Carmen Chaplin added: "[His mother] had Romany roots on her side which she revealed to him when he was already a big movie star.
"We know that he had Romany roots on his father's side as well.
"For Charlie, his poverty had something noble and romantic about it."

Jack Hill's grandson, Gerry Cannell, said Chaplin had been born in the same caravan as Hill about two-and-a-half years before him.
"The Black Patch story holds more sway [than London]", he said, adding that his on-screen persona was informed by his start in life.
"The Romany Gypsy comes out in The Tramp. Look at the way they were dressed, the way they behaved. This is definitely where it started," he said.

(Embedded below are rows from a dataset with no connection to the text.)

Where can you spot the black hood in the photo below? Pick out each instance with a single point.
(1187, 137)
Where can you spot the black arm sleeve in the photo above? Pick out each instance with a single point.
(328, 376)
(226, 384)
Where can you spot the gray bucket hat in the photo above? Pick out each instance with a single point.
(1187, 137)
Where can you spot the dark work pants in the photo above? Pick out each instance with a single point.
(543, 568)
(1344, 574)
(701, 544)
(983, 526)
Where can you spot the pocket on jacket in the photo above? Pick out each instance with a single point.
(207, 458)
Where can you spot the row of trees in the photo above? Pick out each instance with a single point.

Many myths abound about Charlie Chaplin's upbringing. His mother Hannah is described in the documentary as a "wild woman" - a musicals singer who met Charlie's father, Charles senior, on the music circuit, before falling into poverty and living in a school for orphans.

Black Patch Park has been home to members of the Gypsy, Romany and Traveller community since the mid 19th Century, living in caravans and tents.
The community was officially evicted in 1909, their presence now commemorated with a plaque unveiled in 2015.
Carmen Chaplin said it was "very important" to screen the film in Birmingham, close to the Black Patch.
The director added: "For my father this movie was very much about honouring my grandfather's Romany heritage and he really wanted to say that Charlie was part of the Romany culture."
Without a birth certificate, no one will ever know the truth.
But the story of the Black Patch, the Spirit of the Tramp, and a mysterious letter locked in a bedside table, romanticises even more the man who made his humble beginnings and rebellious spirit the calling cards of his worldwide fame.
As he said in his 1952 film Limelight, as he reflected on his career: "It's the tramp in me, I suppose."